Glen Boothe, who grew up in New Jersey, first adopted the Knxwledge alias for experimental hip-hop productions in 2009 and began circulating the results on MySpace and Bandcamp. At the time he was part of the Klipmode collective that also included Suzi Analogue, Mndsgn, and Devonwho. His glitchy, abstract instrumentals quickly drew notice within the global beatmaking community, leading Dublin-based All City Records to release the debut LP Klouds in 2010. A steady flow of further Bandcamp projects followed, and he collaborated with artists including Exile, Shawn Jackson, and Iman Omari. After moving to Los Angeles, Boothe connected with Matthewdavid’s Leaving Records, which put out the Buttrskotch cassette in 2012 and the double-cassette Anthology—later reissued on vinyl in 2015—drawn from his many online recordings.

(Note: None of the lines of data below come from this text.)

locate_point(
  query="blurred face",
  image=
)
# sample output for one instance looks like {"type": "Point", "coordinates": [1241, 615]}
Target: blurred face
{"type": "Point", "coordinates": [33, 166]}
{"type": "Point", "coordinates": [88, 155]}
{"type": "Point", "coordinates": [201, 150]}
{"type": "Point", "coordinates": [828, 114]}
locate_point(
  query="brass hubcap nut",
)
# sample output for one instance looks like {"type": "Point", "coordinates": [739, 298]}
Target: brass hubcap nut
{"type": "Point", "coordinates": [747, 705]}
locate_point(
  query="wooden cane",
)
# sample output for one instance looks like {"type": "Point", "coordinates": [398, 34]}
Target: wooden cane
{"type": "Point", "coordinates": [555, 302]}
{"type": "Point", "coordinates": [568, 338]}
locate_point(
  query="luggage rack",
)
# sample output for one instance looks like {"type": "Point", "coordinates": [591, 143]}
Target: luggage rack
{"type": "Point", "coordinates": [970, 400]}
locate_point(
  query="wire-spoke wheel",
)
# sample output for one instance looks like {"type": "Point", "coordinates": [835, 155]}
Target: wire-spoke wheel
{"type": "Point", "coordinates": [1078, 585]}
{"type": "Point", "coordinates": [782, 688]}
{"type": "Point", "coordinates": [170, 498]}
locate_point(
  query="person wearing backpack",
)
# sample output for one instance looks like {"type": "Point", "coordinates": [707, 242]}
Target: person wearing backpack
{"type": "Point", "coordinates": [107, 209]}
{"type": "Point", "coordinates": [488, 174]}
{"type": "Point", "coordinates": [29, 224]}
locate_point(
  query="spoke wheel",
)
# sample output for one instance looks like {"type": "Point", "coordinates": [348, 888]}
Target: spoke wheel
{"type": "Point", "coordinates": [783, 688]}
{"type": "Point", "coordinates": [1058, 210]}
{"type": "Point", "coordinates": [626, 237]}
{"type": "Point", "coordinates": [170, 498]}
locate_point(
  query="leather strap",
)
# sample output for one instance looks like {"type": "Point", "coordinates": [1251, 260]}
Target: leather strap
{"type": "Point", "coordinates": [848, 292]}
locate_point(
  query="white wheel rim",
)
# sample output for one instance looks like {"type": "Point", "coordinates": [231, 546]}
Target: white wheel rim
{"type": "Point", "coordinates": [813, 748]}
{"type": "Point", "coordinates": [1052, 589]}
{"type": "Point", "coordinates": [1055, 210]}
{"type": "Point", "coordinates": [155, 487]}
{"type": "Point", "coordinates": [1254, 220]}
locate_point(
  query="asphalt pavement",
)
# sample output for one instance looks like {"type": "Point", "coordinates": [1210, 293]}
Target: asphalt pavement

His second LP, Kauliflowr, appeared on All City Records in 2013.

In 2014 Knxwledge supplied beats for Stones Throw artists Homeboy Sandman and Pyramid Vritra. The following year he contributed to Kendrick Lamar’s To Pimp a Butterfly and simultaneously issued the beat tape Hud Dreems on Stones Throw. Additional production work for Ghostface Killah, Earl Sweatshirt, and Hodgy surfaced in 2016, yet the year’s most prominent release was Yes Lawd!, the debut NxWorries album on Stones Throw. After the 2017 remix collection Yes Lawd! Remixes and another wave of self-released digital material, Knxwledge returned to Stones Throw as a solo act with the 2018 EP Gladwemet. A further series of independent projects preceded the arrival of 1988 in 2020, his second solo Stones Throw LP, which includes brief guest appearances from Anderson .Paak, Durand Bernarr, and Rose Gold.